Ветер пробирал до костей, но мальчик не выказывал виду, что чувствует его. Блэкстоун понял: это верный признак, что он изнурен свыше возможного. И снова повернулся к Гийому, покачнувшемуся в седле.
– Гийом! Слушай меня, мальчик! Ты меня слышишь?
Тот снова поднял голову.
– Я должен поспать, господин. Я должен.
– Нельзя! Холод убьет тебя, если ты сперва не поешь. Делай, как я велю, или умрешь! А ты не затем одолел такой путь, чтобы умереть у моего порога. Поведай мне, что случилось. Ну же, говори со мной, парень!
– Мой господин Ливе мертв. И его челядь. Слуги и оруженосцы. Все до единого.
– Как? Мор?
Гийом снова повесил голову.
– Гийом! – рявкнул Томас, отчаянно желая оказаться рядом с мальцом.
Голос Блэкстоуна заставил того вскинуть голову.
– Мор. Да. Он принял купца… дал ему убежище, и… через несколько дней… все умерли. Я привез его щит и меч, дабы их не украли.
Талпен уже спешил обратно с корзиной, в которой стоял глиняный горшочек, подпертый краюхой хлеба и куском сыра с ладонь, завернутого в тряпицу.

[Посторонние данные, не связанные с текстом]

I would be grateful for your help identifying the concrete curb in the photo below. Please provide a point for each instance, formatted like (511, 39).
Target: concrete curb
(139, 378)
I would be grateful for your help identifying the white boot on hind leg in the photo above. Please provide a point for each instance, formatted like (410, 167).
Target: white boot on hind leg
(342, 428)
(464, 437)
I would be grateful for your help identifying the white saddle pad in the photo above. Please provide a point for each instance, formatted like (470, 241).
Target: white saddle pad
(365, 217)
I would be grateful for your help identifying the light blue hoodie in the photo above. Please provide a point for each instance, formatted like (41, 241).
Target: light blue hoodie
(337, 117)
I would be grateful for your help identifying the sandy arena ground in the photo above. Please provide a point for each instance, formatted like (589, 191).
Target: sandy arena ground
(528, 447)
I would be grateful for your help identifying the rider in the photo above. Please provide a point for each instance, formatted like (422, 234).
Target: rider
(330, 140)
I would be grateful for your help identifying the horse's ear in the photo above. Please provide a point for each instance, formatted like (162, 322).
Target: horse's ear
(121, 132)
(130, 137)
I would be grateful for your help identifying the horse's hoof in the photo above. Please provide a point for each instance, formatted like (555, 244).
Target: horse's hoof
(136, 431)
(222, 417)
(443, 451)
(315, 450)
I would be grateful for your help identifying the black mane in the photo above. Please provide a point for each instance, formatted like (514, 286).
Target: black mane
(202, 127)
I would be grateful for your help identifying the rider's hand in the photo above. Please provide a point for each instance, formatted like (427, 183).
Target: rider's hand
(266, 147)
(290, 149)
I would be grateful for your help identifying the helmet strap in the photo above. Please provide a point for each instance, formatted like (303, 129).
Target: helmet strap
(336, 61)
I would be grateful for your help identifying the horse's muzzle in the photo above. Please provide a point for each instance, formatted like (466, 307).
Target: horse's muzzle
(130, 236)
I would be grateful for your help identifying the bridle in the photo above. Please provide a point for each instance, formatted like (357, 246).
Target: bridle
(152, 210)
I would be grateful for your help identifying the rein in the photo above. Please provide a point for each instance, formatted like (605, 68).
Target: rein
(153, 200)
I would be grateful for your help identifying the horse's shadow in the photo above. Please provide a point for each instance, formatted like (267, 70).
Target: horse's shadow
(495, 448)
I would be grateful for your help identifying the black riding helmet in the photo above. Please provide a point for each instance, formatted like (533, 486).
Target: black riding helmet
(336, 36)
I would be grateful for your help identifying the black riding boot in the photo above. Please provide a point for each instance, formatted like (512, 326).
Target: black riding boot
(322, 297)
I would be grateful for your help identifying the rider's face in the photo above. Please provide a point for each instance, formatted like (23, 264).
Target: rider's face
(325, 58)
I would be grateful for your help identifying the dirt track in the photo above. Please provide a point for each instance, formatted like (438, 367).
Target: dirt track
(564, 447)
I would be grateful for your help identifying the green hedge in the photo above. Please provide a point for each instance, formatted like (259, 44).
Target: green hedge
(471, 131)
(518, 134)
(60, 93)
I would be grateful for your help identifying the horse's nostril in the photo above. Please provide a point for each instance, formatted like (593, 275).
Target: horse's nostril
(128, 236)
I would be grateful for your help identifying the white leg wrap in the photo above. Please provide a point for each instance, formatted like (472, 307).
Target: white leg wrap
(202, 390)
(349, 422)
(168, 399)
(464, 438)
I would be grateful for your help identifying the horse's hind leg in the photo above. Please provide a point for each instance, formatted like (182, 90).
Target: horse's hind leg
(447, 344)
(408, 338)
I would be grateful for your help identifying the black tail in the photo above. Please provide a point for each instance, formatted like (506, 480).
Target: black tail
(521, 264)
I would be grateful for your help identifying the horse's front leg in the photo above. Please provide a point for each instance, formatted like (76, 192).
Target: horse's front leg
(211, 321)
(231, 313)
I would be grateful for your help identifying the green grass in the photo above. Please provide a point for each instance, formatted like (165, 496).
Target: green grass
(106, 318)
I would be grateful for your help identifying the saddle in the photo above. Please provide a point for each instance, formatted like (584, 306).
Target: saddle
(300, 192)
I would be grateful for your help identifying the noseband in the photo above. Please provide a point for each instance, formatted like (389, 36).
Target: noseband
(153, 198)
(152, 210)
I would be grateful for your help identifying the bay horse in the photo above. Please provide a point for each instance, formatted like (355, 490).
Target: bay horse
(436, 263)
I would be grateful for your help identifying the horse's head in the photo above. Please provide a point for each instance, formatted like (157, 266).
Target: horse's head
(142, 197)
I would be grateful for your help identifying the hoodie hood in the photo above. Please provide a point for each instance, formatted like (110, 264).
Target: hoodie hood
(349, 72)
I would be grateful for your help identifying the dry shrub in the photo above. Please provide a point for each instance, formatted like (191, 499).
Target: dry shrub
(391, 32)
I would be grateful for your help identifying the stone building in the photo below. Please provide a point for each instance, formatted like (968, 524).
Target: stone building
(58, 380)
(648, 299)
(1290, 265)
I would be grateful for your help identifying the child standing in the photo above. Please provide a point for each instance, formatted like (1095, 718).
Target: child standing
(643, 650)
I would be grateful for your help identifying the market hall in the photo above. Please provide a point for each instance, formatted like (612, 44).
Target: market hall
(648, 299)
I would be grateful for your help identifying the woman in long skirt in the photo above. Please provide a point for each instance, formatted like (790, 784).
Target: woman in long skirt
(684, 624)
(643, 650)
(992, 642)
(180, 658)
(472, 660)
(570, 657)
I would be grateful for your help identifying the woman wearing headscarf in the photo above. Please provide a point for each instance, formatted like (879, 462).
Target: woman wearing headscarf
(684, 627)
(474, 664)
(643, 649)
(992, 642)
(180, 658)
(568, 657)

Еще два человека следовали за ним со сложенным брезентовым полотнищем и веревками. Взяв еду, Блэкстоун указал на выступающую из земли скальную породу.
– Устройте там шатер. Привяжите покрепче, раскрепите колышками и камнями, а потом принесите соломы из конюшен.
И подошел ближе к коням. Те не шарахнулись при его приближении. Судя по виду, они не ели уже несколько дней. Он взглядом обшарил лицо отрока. Ветер и грязь исполосовали его кожу, но никаких признаков нарывов. Впрочем, это вовсе не значит, что паренек не заразен. Блэкстоун поставил корзину с едой на землю.
– Гийом, слезай и поешь. А потом забирайся в шатер, сможешь там поспать. Понял?
Кивнув, отрок медленно, как старик, сполз из седла на землю. Ноги его задрожали и подкосились. Томас непроизвольно сделал шаг к нему, но тут же одернул себя.